Davantage de fonds nécessaires pour intensifier le traitement de la tuberculose

Le Fonds mondial, qui est à l’origine de 73 % de l’ensemble du financement international de la lutte contre la tuberculose, a investi depuis sa création en 2002 7,2 milliards USD dans des programmes de prévention et de traitement de la tuberculose partout dans le monde[3]. Cependant, d’après l’OMS, 3,3 milliards USD sont encore nécessaires chaque année pour combler le manque de ressources permettant la mise en œuvre des interventions contre la tuberculose. Même si le prix de la bédaquine a baissé ces dernières années, le coût du traitement de la tuberculose multirésistante et résistante à la rifampicine reste élevé ; les moyens déployés contre cette menace pour la santé publique doivent être revus à la hausse. Dans le cadre de la riposte contre le VIH et contre l’hépatite C, l’octroi de licences volontaires orientées vers l’accès ont permis la mise en place d’une concurrence saine entre fabricants de génériques et d’importantes réductions des prix pour des médicaments tout aussi novateurs (qui sont aujourd’hui bien en-dessous de 100 USD pour un traitement d’un an ou pour une cure de 12 semaines). Il devrait être possible d’appliquer ce modèle aux traitements contre la tuberculose multirésistante et résistante à la rifampicine (contenant de la bédaquine).

Aujourd’hui, en pleine pandémie de COVID-19, nous craignons que les avancées de la lutte contre la tuberculose soient perdues. Plus que jamais, nous devons consolider les acquis. Ainsi, la bédaquine, compte tenu de son innocuité, de son efficacité et de la possibilité qu’elle offre de simplifier le traitement de la tuberculose multirésistante et résistante à la rifampicine, devrait être plus largement disponible pour ceux qui en ont besoin, conformément aux recommandations de l’OMS et, désormais, en application de nos directives nationales. Ces directives doivent être pleinement mises en œuvre dans le pays ; nous devons nous éloigner des schémas thérapeutiques restrictifs au cas par cas et adopter des approches plus rationalisées, davantage axées sur la santé publique dans tous les pays lourdement touchés. De cette manière, même si Wilson n’a pas eu cette chance, d’autres pourront guérir de la tuberculose multirésistante et résistante à rifampicine.

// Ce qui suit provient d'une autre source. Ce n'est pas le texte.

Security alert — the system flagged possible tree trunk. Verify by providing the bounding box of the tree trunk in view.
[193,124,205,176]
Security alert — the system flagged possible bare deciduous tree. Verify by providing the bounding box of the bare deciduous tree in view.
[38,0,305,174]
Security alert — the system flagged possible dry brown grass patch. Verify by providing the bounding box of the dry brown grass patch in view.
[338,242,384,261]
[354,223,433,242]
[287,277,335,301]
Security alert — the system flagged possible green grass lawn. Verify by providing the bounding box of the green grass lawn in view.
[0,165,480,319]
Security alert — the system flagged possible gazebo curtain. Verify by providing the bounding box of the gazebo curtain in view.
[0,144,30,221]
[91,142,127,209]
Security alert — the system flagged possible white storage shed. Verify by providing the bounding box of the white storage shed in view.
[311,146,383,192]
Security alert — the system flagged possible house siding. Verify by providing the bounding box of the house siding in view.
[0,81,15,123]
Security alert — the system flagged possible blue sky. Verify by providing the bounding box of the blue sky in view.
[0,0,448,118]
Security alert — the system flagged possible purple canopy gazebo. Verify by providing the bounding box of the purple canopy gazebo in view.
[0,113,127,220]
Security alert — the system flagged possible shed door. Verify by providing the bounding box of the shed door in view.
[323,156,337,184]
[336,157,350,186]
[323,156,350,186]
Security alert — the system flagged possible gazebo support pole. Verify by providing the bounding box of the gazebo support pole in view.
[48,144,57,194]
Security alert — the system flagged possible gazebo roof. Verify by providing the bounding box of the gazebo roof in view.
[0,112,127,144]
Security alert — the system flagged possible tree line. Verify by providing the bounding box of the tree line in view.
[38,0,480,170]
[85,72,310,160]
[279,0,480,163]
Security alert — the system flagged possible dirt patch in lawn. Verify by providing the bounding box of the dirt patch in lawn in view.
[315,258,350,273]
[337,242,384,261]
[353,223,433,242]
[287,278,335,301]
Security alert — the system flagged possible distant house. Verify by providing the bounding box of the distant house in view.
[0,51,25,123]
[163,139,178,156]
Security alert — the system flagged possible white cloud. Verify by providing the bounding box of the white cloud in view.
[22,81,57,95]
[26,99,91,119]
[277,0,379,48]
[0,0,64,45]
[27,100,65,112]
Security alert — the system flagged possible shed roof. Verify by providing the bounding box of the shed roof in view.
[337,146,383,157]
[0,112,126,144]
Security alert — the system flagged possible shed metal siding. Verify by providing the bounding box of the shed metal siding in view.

[1] La tuberculose multirésistante est provoquée par la résistance du bacille de la tuberculose au moins aux deux principaux antituberculeux de première intention, l’isoniazide et la rifampicine. L’OMS recommande un traitement entièrement oral contenant de la bédaquine pour la tuberculose multirésistante et pour la tuberculose résistante à la rifampicine.

[2] Le programme de don de bédaquine a pris fin en mars 2019.

[3] Données du Fonds mondial au mois de juin 2020.